Applying this standard to the evidence above, the court held it supported a finding that trial counsel “at least slept through a significant portion of the trial” and likely also “through an important part of trial,” namely the testimony of that “central prosecution witness.” It then held this justified a new trial, which under its analysis will basically always be the case if a court makes the required sleepiness finding. “A defendant whose attorney is unconscious,” it concluded, “and thereby constructively absent” has not received a fair trial. This defendant will get a new one.
To me, the cited evidence seems pretty thin, especially if you discount the testimony of defendant and his mom. It’s hard to see how this evidence added up to a “significant portion of the trial,” which was the basis for the holding. Still, given that this was a capital case, I don’t really have a problem with the result. “No sleeping during a murder trial” would be a clearer standard, I guess is what I’m saying.
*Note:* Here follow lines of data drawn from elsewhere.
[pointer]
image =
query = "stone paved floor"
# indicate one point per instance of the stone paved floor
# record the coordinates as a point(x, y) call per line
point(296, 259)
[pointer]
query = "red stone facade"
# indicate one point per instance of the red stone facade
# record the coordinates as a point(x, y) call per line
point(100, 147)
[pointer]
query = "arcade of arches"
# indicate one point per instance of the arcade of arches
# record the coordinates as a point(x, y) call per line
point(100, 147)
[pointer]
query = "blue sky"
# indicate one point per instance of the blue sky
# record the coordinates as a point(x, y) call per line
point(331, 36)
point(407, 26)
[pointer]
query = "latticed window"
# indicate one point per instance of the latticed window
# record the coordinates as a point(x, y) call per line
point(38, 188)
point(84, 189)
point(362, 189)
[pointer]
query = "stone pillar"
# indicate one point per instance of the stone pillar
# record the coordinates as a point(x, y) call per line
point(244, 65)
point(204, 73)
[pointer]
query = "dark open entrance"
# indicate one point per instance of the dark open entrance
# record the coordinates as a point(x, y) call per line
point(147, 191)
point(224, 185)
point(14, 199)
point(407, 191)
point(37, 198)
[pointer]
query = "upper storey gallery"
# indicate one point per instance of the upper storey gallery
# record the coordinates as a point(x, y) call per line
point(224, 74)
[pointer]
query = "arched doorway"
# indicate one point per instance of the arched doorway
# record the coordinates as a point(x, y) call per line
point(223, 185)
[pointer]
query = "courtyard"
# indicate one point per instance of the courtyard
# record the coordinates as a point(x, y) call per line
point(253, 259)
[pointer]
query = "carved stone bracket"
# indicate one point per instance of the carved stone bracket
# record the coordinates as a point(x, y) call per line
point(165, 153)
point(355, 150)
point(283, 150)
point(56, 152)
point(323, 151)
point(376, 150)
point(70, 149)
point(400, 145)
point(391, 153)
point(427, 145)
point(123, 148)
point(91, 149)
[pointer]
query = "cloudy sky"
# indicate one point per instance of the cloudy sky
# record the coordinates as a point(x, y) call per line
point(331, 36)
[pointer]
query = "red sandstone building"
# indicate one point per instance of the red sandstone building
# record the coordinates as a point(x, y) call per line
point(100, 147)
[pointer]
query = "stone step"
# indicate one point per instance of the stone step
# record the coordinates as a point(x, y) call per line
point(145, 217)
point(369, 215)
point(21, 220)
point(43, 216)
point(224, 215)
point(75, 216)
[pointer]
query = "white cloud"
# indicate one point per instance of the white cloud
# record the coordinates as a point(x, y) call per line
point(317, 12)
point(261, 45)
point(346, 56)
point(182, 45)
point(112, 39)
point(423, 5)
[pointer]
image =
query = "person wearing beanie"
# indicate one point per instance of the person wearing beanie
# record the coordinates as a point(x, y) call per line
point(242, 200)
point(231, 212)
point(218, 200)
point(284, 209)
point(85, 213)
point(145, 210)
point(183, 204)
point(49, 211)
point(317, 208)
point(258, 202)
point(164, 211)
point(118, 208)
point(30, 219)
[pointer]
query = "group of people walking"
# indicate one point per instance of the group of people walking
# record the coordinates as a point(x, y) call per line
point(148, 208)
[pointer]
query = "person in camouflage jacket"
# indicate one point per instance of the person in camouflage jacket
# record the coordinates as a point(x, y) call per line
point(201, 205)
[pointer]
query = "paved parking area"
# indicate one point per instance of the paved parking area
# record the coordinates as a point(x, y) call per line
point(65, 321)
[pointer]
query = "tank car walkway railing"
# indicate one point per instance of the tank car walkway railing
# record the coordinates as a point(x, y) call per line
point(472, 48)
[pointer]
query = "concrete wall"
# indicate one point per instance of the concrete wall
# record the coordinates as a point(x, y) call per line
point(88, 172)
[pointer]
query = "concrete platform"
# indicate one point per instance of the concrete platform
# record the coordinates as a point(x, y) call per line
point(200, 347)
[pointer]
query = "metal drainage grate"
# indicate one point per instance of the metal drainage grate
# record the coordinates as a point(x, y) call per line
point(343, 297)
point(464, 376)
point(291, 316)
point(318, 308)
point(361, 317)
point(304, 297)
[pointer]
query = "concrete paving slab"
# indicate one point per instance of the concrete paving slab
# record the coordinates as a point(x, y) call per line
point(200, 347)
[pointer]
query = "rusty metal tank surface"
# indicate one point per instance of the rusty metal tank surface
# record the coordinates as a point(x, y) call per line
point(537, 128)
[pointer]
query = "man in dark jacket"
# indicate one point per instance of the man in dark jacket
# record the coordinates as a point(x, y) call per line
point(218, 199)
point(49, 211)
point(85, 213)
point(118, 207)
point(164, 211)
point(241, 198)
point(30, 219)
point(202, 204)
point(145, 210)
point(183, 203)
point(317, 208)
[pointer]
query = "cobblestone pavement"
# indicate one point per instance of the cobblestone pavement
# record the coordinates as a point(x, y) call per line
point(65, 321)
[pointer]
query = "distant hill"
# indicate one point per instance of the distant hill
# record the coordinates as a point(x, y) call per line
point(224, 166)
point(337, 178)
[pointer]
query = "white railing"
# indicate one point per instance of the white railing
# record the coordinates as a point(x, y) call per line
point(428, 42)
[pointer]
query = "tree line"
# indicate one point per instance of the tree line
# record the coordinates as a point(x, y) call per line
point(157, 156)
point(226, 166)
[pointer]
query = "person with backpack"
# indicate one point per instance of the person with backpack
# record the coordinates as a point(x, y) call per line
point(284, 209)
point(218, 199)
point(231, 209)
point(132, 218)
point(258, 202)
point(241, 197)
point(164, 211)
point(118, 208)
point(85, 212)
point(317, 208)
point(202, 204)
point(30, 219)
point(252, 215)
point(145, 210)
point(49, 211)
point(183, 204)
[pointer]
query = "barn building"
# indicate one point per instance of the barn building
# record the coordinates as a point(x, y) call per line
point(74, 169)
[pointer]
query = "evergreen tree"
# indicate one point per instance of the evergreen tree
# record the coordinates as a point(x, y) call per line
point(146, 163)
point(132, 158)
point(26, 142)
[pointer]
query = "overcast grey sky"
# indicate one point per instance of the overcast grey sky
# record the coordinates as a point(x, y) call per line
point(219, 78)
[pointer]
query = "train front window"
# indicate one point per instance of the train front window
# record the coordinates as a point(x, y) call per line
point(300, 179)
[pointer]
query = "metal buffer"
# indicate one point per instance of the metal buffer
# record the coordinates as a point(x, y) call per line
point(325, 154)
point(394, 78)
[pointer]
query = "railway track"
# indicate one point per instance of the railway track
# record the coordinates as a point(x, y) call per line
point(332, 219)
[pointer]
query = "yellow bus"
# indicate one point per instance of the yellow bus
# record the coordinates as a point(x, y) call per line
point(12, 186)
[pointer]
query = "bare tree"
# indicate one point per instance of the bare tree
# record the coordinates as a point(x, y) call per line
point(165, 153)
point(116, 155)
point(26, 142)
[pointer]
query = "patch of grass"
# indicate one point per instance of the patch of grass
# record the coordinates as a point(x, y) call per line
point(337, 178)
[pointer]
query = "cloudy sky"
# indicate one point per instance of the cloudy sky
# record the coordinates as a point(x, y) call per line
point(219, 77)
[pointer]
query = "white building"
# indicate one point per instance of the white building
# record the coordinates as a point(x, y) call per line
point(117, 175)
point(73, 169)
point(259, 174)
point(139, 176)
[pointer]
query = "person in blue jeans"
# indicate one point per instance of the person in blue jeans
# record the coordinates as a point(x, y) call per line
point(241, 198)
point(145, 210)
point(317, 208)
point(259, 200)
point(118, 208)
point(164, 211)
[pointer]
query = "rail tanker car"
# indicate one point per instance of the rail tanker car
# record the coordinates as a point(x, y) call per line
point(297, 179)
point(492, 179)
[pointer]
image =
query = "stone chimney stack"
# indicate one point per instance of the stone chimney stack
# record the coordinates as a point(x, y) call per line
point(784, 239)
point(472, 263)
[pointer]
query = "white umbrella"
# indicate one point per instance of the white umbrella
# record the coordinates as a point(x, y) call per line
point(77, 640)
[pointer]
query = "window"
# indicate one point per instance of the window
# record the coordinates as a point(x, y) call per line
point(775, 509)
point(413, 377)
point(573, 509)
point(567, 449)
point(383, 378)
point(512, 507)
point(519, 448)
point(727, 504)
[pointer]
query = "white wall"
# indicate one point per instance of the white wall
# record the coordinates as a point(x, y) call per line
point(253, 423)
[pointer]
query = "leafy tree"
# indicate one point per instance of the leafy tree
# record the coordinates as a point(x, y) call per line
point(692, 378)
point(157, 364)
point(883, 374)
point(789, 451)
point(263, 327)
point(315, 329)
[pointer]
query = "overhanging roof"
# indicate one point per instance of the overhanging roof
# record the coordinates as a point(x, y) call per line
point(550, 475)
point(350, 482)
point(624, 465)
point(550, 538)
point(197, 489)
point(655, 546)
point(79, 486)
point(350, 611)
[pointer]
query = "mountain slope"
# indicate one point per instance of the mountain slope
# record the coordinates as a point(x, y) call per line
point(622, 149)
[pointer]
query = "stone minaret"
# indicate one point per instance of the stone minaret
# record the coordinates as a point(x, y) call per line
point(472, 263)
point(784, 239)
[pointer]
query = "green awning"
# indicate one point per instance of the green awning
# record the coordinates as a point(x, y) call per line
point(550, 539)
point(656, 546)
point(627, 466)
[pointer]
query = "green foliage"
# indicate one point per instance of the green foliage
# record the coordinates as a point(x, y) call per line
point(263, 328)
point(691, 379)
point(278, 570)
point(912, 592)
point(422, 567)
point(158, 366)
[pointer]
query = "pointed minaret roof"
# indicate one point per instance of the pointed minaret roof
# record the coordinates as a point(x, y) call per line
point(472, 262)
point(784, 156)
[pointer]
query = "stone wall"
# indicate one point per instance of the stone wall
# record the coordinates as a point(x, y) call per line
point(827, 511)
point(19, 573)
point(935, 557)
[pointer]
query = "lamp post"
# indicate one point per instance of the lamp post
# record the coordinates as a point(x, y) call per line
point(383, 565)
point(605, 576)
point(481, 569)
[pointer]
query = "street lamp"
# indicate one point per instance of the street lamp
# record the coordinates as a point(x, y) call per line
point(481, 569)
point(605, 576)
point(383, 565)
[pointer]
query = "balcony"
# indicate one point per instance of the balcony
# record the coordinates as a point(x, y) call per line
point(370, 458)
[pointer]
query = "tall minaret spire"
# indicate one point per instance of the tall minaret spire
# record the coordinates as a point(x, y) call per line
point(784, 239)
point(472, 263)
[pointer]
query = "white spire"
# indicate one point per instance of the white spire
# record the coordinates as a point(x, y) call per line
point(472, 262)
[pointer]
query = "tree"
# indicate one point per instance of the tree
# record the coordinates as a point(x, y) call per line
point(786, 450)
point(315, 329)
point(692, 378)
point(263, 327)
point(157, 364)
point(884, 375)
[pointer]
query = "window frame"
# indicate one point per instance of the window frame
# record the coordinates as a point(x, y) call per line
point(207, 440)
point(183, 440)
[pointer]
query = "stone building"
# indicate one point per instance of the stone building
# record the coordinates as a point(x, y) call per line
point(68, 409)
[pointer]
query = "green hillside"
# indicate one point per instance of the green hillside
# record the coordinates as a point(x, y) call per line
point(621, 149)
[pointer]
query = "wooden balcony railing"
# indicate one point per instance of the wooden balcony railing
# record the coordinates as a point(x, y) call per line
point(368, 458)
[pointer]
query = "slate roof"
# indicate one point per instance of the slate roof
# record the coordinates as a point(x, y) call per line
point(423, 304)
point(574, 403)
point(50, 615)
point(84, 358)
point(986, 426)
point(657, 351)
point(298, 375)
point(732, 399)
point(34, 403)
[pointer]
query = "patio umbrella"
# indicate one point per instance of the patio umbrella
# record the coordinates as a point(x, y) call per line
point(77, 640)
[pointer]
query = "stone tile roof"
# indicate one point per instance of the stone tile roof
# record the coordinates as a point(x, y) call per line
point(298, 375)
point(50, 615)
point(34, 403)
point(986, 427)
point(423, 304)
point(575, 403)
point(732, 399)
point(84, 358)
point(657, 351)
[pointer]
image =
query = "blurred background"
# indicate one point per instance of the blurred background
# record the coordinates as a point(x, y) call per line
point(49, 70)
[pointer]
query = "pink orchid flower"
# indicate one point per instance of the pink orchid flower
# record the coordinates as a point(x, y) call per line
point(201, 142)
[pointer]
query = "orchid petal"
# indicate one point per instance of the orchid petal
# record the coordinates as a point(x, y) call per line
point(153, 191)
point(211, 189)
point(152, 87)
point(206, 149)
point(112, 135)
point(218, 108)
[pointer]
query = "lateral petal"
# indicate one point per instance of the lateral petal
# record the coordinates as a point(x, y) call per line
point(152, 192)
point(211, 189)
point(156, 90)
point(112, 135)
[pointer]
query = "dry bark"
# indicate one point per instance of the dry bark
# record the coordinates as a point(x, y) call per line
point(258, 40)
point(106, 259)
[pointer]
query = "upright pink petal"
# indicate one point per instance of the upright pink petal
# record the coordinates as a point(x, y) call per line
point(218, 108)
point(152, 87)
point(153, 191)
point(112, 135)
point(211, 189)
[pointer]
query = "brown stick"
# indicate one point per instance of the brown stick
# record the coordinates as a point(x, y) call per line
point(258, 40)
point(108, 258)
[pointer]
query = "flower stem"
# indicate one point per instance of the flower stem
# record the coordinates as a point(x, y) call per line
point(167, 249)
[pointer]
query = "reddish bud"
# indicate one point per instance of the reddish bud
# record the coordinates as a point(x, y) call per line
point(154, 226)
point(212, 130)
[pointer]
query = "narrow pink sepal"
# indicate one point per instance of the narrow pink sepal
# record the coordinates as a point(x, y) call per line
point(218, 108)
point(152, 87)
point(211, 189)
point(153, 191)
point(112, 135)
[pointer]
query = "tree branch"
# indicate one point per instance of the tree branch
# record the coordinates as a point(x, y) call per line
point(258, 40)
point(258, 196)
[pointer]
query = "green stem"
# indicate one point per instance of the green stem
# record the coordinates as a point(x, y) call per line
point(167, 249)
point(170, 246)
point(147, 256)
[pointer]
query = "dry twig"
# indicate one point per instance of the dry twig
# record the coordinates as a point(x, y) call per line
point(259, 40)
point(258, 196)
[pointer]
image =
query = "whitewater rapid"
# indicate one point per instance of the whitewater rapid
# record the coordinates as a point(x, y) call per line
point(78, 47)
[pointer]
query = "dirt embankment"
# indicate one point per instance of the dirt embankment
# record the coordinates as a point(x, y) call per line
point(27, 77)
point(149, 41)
Here’s another potential bright-line rule: does any substantial evidence show defense counsel was audibly snoring? Because regardless of how long that went on or when it happened, it just looks bad, or sounds bad, or let’s say “might tend to undermine the public’s confidence in the legal system.” Here, only the defendant testified that “trial counsel at one point was snoring,” and I would want at least some corroboration for that. But I suspect the Massachusetts court was really applying my no-snoring-in-a-capital-case rule. I think it’s a good one.